Introduction. Cardiovascular disease is more common in renal transplant recipients (RTRs) than in the general population, and is the major cause of both graft loss and patient death in RTRs. Objectives. This study aimed to characterize the cardiovascular risk factors, calculate the 7-year risk for major adverse cardiac events and the 7-year risk for death in a population of RTRs using a cardiovascular risk calculator, and determine the main cardiovascular risk factors associated with increased prediction of major adverse cardiac event (MACE) and death. Patients. This is a retrospective review of clinical data from 121 RTRs who are in followup programs at our institution, and who had a functioning and stable graft for longer than 6 months.
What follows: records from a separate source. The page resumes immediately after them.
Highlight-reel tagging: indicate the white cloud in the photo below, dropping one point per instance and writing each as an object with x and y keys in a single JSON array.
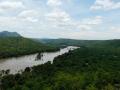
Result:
[
  {"x": 90, "y": 23},
  {"x": 54, "y": 3},
  {"x": 58, "y": 15},
  {"x": 29, "y": 15},
  {"x": 105, "y": 5},
  {"x": 6, "y": 6}
]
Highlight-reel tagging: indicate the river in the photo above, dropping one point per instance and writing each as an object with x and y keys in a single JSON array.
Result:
[{"x": 16, "y": 64}]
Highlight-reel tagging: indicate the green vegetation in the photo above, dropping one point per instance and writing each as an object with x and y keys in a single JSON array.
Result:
[
  {"x": 88, "y": 68},
  {"x": 16, "y": 46}
]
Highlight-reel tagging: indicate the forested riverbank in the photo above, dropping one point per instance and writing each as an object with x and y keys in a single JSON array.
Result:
[
  {"x": 18, "y": 46},
  {"x": 87, "y": 68}
]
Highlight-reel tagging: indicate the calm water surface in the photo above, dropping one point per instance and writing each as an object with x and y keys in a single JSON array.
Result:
[{"x": 16, "y": 64}]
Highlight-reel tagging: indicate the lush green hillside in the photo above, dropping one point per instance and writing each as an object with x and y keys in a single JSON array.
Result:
[
  {"x": 16, "y": 46},
  {"x": 88, "y": 68}
]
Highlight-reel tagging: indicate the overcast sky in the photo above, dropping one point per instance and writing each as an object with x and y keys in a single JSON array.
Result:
[{"x": 75, "y": 19}]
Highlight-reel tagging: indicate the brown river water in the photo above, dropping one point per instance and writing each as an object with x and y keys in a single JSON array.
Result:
[{"x": 17, "y": 64}]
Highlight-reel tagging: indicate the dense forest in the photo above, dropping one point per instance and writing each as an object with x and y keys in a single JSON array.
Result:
[
  {"x": 17, "y": 46},
  {"x": 87, "y": 68}
]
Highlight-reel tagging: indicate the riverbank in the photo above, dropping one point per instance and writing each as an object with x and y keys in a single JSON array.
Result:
[
  {"x": 19, "y": 46},
  {"x": 20, "y": 63}
]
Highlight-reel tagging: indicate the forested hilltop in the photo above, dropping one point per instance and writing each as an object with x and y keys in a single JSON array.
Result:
[{"x": 93, "y": 67}]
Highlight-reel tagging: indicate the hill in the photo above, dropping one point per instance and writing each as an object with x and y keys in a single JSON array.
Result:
[
  {"x": 88, "y": 68},
  {"x": 9, "y": 34},
  {"x": 87, "y": 43},
  {"x": 17, "y": 46}
]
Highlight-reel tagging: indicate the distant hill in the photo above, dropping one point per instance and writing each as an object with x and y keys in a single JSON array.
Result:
[
  {"x": 88, "y": 43},
  {"x": 17, "y": 46},
  {"x": 9, "y": 34}
]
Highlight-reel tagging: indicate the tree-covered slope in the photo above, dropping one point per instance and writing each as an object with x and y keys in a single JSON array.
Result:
[
  {"x": 16, "y": 46},
  {"x": 87, "y": 68}
]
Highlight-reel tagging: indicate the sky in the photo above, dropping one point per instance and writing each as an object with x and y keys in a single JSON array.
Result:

Results. Among 121 adult patients followed at our institution (59.5% males, mean age of 49.6 AE 13.8 years, mean times for functioning grafts were 105 AE 73.5 mo), 86.8% had hypertension, 19.8% had diabetes, 24.8% were current or former smokers, 61.9% had increased body mass index, and 71% had dyslipidemia. The 7-year risk for MACE was more than 10% in 38 (31.4%) patients with age, diabetes, and smoke being independent risk predictors. The 7-year risk for death was more than 10% in 56 (46.3%) patients with age, diabetes, blood pressure, smoking, and male gender being independent risk predictors. Conclusion. There is a high prevalence of cardiovascular risk factors in a population of RTRs, and there is increased risk for MACE and death. Accurate risk prediction is important for physician decision support and patient education, promoting improved cardiovascular health of RTRs, and thus prolonging the survival of both patients and graft.